The chant went up from the Menomonee Falls student section at the Al McGuire Center Thursday night with just seconds remaining in the Indians 57-49 WIAA sectional semifinal victory over Waukesha North.
"We want Germantown. We want Germantown," roared the Indian faithful.
And the Indians will get the Warhawks on the ultimate stage, Saturday, March 14 at 1 p.m. back at the Al, as the pair of local rivals will get to settle a grudge and see who will gain a coveted WIAA State Tournament berth.
"This is great," Indian coach Ben Siebert said. "We're not worried about who were playing now. We're just happy that we're still playing."
The Indians (15-8) will be vying for their first ever state berth while Germantown (20-2) will be looking for its second consecutive slot. The Warhawks advanced with a 61-46 victory over Hartford earlier in the evening at the Al.
"We'll be ready, we'll be ready," said Warhawks coach Steve Showalter quietly as he watched the finish of the North-Falls game.
The Indians are playing in their first sectional final since 2002. They have not lost to a sub-.500 team this season and in the case of seven of their eight losses, the teams were still competing on the sectional level.

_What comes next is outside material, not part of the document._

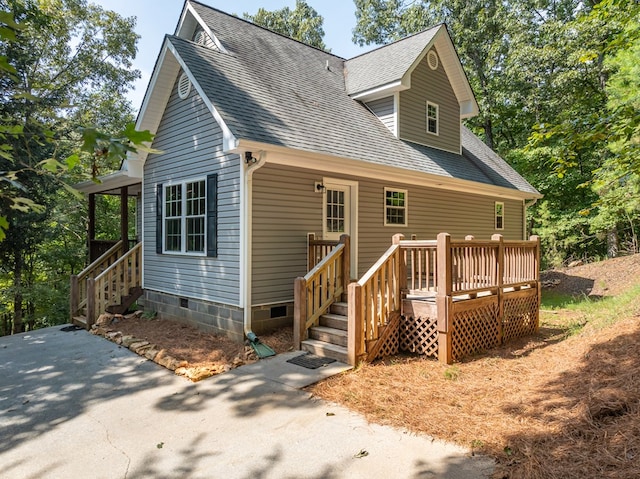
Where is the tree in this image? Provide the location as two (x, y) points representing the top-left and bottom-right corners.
(0, 0), (150, 332)
(243, 0), (329, 51)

That includes Germantown, which edged Falls in a two-point thriller back in the Warhawks gym on a snowy December night. Now it promises to be a relatively balmy (high 40s and sunny forecast) day on Saturday, as the Indians seek to gain some highly-coveted respect.
Senior guard Connor Beaudoin reminded the Indians of that before the game, noting that an on-line survey on a statewide basketball website gave Falls only a 16 percent chance of winning against North.
"We need to shut the critics down, we need everybody to contribute," he shouted to his enthusiastic teammates outside the locker just before the game.
And that they did, even responding to adversity when starting forward Jonathan Phillips had to leave the game just three minutes in, when he aggravated a shoulder injury he suffered in practice earlier this week.
But that did not slow down the Indians. After a see-saw first few minutes with the Northstars (15-8), Falls gained a 17-13 first quarter advantage.
A 6-0 run by the Northstars early in the second period gave them a 21-19 lead but Falls closed out the half with an 11-3 run to take the lead for good at 30-24. Freshman J.P. Tokoto had five of his first-half 14 points in the burst.
North kept it close in the first half by virtue of a huge advantage on the foul line (nine of 14 as compared to just one of one for Falls), but in the second half, that would change.
In that session, the Indians adapted the Northstars slower tactics and used them to their advantage, gaining a substantial edge on the foul line. They would hit 18 of 23 free throws in the half as compared to just eight of 14 for North.
"It has not been a strength of ours all season," Siebert said. '"Only mid-to-upper 60s (percent), but we knocked them down when we needed to."
Indeed they did, as after a 3-pointer by Matt Becker of North cut the advantage to 49-45 (the closest it would be all half) with just 50 seconds to go, the Indians would knock down eight straight charity tosses. Beaudoin, John Cording, Tokoto and Adam Rubatt all swished a brace of throws.
Lee Becker, who fouled out late, led Falls with 17 while Tokoto had 16, Rubatt nine and Cording eight.
Beaudoin, who struggled mightily from the field (zero for eight) but who also had two steals and two assists, thinks the Indians found the respect they deserve.
"Make us the underdog everytime," he said. "We'll take it. Let everyone think that. ..We knew we had the ability to put things together. We knew we had the talent. We just had to put all our adversity behind us and go to practice everyday."
Siebert could not be any prouder.
"All these kids have grown so much since our 1-5 start," he said. "They've gotten more confident. You can see it on the floor."